Metal kernels not behaving properly on the new MacBook Pro (late 2016) GPUs

Question

I'm working on macOS project that uses Swift and Metal for image processing on the GPU. Last week, I received my new 15-inch MacBook Pro (late 2016) and noticed something strange with my code: kernels that were supposed to write to a texture did not seem to do so...

After a lot of digging, I found that the problem is related to which GPU is used by Metal (AMD Radeon Pro 455 or Intel(R) HD Graphics 530) to do the computation.

Initializing the MTLDevice using MTLCopyAllDevices() returns an array of devices representing the Radeon and the Intel GPUs (while MTLCreateSystemDefaultDevice() returns the default device which is the Radeon). In any case, the code works as expected with the Intel GPU but that is not the case with the Radeon GPU.

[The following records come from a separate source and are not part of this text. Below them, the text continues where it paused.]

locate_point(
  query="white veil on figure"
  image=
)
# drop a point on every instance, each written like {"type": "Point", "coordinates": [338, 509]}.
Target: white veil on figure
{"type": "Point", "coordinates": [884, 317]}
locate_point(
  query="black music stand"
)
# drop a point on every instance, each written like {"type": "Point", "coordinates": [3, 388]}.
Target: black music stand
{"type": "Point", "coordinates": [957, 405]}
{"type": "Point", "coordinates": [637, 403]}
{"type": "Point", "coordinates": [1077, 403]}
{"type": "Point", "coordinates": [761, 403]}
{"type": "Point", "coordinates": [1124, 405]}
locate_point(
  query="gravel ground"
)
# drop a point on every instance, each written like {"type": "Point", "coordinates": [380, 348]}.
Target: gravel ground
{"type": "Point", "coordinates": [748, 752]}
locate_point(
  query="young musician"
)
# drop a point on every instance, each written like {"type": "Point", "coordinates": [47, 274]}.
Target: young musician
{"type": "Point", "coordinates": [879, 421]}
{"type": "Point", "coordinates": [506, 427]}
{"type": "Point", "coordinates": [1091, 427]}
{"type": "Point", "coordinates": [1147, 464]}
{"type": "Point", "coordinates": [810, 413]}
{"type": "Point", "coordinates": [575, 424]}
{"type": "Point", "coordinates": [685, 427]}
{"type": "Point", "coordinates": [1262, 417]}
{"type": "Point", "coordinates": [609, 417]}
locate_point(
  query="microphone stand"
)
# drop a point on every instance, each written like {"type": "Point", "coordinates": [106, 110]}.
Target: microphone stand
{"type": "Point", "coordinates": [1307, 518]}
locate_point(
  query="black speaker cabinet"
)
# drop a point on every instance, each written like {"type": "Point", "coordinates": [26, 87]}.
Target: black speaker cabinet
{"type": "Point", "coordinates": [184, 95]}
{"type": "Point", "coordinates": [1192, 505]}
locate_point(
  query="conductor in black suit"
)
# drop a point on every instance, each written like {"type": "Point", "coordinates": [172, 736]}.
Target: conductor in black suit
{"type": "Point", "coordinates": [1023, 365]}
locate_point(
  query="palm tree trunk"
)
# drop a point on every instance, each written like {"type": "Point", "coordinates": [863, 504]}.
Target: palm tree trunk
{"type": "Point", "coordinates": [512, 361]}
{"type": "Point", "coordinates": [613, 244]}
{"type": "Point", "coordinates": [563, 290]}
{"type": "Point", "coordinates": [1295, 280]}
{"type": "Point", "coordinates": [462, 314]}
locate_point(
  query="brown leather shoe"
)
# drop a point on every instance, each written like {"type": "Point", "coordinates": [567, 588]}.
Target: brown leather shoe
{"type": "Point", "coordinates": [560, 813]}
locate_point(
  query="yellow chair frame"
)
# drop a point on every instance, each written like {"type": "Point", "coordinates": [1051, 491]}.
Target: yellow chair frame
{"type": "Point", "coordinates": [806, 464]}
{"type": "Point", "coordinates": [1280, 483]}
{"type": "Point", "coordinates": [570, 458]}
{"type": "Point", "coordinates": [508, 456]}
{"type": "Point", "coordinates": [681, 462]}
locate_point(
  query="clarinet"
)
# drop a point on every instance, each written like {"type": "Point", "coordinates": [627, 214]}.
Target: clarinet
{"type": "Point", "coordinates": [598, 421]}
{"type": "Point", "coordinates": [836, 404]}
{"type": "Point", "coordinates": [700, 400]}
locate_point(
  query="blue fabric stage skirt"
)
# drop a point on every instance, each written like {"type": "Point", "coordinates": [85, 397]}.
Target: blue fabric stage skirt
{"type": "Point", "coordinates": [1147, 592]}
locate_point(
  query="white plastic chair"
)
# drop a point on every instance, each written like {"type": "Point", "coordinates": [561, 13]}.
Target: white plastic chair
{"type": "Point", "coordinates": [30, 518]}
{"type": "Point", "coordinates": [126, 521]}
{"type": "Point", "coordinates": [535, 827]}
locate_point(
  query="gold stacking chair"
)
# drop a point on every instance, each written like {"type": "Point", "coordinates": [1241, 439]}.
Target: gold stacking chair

Let me show you an example.

To start, here is a simple kernel that takes an input texture and copies its colour to an output texture:

    kernel void passthrough(texture2d<uint, access::read> inTexture [[texture(0)]],
                            texture2d<uint, access::write> outTexture [[texture(1)]],
                            uint2 gid [[thread_position_in_grid]])
    {
        uint4 out = inTexture.read(gid);
        outTexture.write(out, gid);
    }

I order to use this kernel, I use this piece of code:

    let devices = MTLCopyAllDevices()
    for device in devices {
        print(device.name!) // [0] -> "AMD Radeon Pro 455", [1] -> "Intel(R) HD Graphics 530"
    }

    let device = devices[0] 
    let library = device.newDefaultLibrary()
    let commandQueue = device.makeCommandQueue()

    let passthroughKernelFunction = library!.makeFunction(name: "passthrough")

    let cps = try! device.makeComputePipelineState(function: passthroughKernelFunction!)

    let commandBuffer = commandQueue.makeCommandBuffer()
    let commandEncoder = commandBuffer.makeComputeCommandEncoder()

    commandEncoder.setComputePipelineState(cps)

    // Texture setup
    let width = 16
    let height = 16
    let byteCount = height*width*4
    let bytesPerRow = width*4
    let region = MTLRegionMake2D(0, 0, width, height)
    let textureDescriptor = MTLTextureDescriptor.texture2DDescriptor(pixelFormat: .rgba8Uint, width: width, height: height, mipmapped: false)

    // inTexture
    var inData = [UInt8](repeating: 255, count: Int(byteCount))
    let inTexture = device.makeTexture(descriptor: textureDescriptor)
    inTexture.replace(region: region, mipmapLevel: 0, withBytes: &inData, bytesPerRow: bytesPerRow)

    // outTexture
    var outData = [UInt8](repeating: 128, count: Int(byteCount))
    let outTexture = device.makeTexture(descriptor: textureDescriptor)
    outTexture.replace(region: region, mipmapLevel: 0, withBytes: &outData, bytesPerRow: bytesPerRow)

    commandEncoder.setTexture(inTexture, at: 0)
    commandEncoder.setTexture(outTexture, at: 1)
    commandEncoder.dispatchThreadgroups(MTLSize(width: 1,height: 1,depth: 1), threadsPerThreadgroup: MTLSize(width: width, height: height, depth: 1))

    commandEncoder.endEncoding()
    commandBuffer.commit()
    commandBuffer.waitUntilCompleted()

    // Get the data back from the GPU
    outTexture.getBytes(&outData, bytesPerRow: bytesPerRow, from: region , mipmapLevel: 0)

    // Validation
    // outData should be exactly the same as inData 
    for (i,outElement) in outData.enumerated() {
        if outElement != inData[i] {
            print("Dest: \(outElement) != Src: \(inData[i]) at \(i))")
        }
    }

When running this code with let device = devices[0] (Radeon GPU), outTexture is never written to (my supposition) and as a result outData stays unchanged. On the other hand, when running this code with let device = devices[1] (Intel GPU), everything works as expected and outData is updated with the values in inData.

Answer 1

I think that whenever the GPU writes to a MTLStorageModeManaged resource such as a texture and you then want to read that resource from the CPU (eg using getBytes() ), you need to synchronize it using a blit encoder. Try putting the following above the commandBuffer.commit() line:

let blitEncoder = commandBuffer.makeBlitCommandEncoder()
blitEncoder.synchronize(outTexture)
blitEncoder.endEncoding()

You may get away without this on an integrated GPU because the GPU is using system memory for the resource and there's nothing to synchronize.